Locally Aware Transformer

Review of Person Re-Identification with a Locally Aware Transformer

Summary in one sentence.

Sharma et al. propused a locally aware transormer inspired by Parts-based Convolution Baseline(PCB) and ViT(Vision Transformer) as well as a fine-tunning strategy which further improve Re-ID accuracy

Introduction

Person Re-Identification task:

Person Re-ID task includes object dectation and image retrival tasks in earily researches. It separates the tasks and focuses on finding the most similar images in gallery according to the given querry image in recent researches.
I sammarized some common approaches in my last post, you can check it before going on.
Extant problem: Exiting approaches only focus on the classification token, and local tokens which are also outputs of the transformer encoder are able to improve the performance of many computer vision tasks.

The LA-transformer utilize local tokens as an enhanced feature representation of the original image. Inspired by the PCB which partitions the feature vector into six vertical regions and constructs an ensemble of regional classifiers with a voting strategy to determine the predicted class label, LA-transformer adopt a PCB-like strategy to fine-tunning on person Re-Id. A limitation of PCB is that each regional classifier ignores the global information which is also very important for recognition and identification. Thus, LA-transformer combines the CLS token and local token to improve performance.

Architecture of LA-transformer

The backbone ViT excludes MLP Head and classifier are same as the original ViT. The novel Locally Aware Network is attached on the backbone network. As the image illustrates that Local feature plus global CLS token to form Globally Enhanced Local Tokens and seprates them into 14 parts. After average pooling, each part of GELT are feed to an independed classifier as PCB’s voting strategy.

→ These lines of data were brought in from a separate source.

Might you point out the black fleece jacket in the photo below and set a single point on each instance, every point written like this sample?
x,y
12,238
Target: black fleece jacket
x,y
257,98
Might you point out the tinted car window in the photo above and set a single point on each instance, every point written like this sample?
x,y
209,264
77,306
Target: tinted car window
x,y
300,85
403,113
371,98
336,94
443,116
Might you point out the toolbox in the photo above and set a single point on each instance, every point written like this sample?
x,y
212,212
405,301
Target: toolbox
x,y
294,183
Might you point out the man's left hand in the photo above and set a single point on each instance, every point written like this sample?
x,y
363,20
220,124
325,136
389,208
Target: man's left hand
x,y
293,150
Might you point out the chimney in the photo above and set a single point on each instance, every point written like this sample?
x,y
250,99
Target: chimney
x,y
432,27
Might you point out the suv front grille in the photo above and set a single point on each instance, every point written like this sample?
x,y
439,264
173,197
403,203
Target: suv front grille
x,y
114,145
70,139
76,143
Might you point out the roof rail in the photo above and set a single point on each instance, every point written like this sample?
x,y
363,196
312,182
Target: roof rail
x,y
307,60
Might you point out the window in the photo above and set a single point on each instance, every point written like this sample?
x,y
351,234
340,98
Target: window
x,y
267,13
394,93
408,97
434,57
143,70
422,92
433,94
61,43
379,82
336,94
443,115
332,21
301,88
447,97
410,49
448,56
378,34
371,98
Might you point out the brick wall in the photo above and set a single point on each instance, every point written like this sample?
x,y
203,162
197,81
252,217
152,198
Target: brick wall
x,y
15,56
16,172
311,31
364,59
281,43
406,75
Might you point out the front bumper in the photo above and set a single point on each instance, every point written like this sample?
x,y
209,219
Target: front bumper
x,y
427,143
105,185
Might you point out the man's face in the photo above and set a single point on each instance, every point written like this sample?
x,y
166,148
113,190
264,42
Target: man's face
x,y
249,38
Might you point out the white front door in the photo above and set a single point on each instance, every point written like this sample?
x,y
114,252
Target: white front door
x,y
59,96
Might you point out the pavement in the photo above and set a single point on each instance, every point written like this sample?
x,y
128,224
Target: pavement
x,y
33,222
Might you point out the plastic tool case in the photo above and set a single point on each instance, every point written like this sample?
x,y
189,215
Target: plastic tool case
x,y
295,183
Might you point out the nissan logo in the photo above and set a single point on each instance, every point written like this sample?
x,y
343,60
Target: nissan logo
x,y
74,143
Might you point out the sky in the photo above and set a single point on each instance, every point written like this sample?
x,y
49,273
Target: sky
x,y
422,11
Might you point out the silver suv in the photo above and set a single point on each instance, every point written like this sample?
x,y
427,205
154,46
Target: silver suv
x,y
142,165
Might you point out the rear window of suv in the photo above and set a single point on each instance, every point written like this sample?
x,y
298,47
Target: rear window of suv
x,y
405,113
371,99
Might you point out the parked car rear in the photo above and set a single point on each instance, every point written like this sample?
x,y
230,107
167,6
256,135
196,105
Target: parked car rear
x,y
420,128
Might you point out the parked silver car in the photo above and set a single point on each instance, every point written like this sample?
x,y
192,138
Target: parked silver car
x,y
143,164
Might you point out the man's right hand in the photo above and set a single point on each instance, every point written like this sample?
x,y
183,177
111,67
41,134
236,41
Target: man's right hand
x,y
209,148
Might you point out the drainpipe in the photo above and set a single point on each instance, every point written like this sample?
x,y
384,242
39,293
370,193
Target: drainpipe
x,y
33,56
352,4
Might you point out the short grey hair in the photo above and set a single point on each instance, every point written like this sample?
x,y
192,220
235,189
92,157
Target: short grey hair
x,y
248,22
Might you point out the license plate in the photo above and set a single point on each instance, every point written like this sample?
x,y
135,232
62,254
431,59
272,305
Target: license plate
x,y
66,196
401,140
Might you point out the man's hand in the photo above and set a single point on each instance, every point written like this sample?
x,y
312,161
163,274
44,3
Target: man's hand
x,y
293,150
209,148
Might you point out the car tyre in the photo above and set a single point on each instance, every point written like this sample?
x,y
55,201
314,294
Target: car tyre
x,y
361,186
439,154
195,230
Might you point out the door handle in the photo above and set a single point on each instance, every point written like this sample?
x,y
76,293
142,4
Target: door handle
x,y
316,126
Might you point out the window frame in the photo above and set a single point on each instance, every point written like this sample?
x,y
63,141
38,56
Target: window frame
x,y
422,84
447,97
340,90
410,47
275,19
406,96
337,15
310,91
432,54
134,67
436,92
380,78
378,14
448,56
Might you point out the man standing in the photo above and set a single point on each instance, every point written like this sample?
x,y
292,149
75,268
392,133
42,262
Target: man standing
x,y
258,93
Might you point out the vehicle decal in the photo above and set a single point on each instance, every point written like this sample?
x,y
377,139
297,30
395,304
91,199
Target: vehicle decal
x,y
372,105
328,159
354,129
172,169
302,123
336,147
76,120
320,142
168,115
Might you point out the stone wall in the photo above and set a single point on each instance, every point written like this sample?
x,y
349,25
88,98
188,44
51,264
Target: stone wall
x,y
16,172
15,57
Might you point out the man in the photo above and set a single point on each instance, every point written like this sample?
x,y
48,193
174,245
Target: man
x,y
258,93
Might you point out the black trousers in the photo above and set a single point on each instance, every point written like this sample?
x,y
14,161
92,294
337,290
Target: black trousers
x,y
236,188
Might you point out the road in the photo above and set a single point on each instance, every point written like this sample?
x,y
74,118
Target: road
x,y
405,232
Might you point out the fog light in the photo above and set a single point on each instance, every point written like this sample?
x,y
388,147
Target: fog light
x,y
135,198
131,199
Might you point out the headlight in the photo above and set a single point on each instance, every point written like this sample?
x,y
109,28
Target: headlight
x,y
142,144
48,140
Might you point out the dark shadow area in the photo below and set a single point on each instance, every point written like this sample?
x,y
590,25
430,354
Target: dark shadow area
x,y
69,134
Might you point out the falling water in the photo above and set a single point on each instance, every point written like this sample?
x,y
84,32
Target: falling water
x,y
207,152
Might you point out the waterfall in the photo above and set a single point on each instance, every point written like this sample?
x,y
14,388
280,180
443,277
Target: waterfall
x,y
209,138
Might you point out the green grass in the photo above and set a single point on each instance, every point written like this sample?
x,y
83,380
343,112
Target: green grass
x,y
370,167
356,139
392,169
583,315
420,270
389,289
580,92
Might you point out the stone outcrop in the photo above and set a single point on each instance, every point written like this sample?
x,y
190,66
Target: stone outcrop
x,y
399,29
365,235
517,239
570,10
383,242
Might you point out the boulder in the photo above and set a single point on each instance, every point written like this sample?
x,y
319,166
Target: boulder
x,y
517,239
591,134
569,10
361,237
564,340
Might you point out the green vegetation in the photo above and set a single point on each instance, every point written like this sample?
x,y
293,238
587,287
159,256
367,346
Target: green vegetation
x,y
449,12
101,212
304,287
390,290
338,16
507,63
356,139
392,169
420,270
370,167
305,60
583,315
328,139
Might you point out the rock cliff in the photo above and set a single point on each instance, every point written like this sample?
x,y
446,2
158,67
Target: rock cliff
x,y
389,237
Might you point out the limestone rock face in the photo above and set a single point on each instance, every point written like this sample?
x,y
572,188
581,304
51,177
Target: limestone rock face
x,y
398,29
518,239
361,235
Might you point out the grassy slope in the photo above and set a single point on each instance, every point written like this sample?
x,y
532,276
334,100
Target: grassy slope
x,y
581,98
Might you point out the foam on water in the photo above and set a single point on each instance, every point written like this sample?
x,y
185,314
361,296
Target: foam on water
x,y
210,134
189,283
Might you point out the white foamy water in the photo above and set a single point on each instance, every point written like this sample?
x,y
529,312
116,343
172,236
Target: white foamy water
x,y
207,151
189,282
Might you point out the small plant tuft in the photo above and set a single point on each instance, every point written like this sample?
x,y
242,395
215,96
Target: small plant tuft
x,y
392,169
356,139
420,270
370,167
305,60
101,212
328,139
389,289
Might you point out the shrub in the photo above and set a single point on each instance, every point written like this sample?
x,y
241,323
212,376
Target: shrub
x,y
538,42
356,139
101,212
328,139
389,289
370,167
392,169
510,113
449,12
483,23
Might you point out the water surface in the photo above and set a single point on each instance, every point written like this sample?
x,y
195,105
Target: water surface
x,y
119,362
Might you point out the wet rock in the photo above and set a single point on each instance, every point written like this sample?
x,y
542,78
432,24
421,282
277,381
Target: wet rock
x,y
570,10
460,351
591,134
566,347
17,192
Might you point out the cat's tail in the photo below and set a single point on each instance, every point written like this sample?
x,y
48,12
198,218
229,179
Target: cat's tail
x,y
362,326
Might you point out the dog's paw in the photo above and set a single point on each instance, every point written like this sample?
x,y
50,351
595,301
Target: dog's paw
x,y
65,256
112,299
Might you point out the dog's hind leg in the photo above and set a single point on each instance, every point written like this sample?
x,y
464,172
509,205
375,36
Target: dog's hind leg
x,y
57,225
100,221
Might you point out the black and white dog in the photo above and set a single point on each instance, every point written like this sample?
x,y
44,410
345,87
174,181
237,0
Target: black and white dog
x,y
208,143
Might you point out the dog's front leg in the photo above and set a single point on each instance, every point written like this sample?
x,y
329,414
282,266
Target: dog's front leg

Eventually, using softmax loss to find the optimal feature representation of images.

Fine-tunning strategy.

Person re-ID datasets are known for their small size and training a transformer on these datasets can quickly lead to overfitting. ViT was pre-trained on ImageNet, and then fine-tuned on person re-ID datasets.

In blockwise fine-tuning, all transformer blocks are frozen in the start
except for the bottleneck model. After every t epochs (where t is a hyper-parameter), one additional transformer encoder block is unfrozen and the learning rate is reduced as described by algorithm1. The learning rate decay helps in reducing the gradient flow in the subsequent layers hence prevent abrupt weight updates.

Test architecture

In the test period, remove the classifiers and use the GELT as a image’s feature representation. Given a querry image, search the most similar images in gallery by the features learned by models.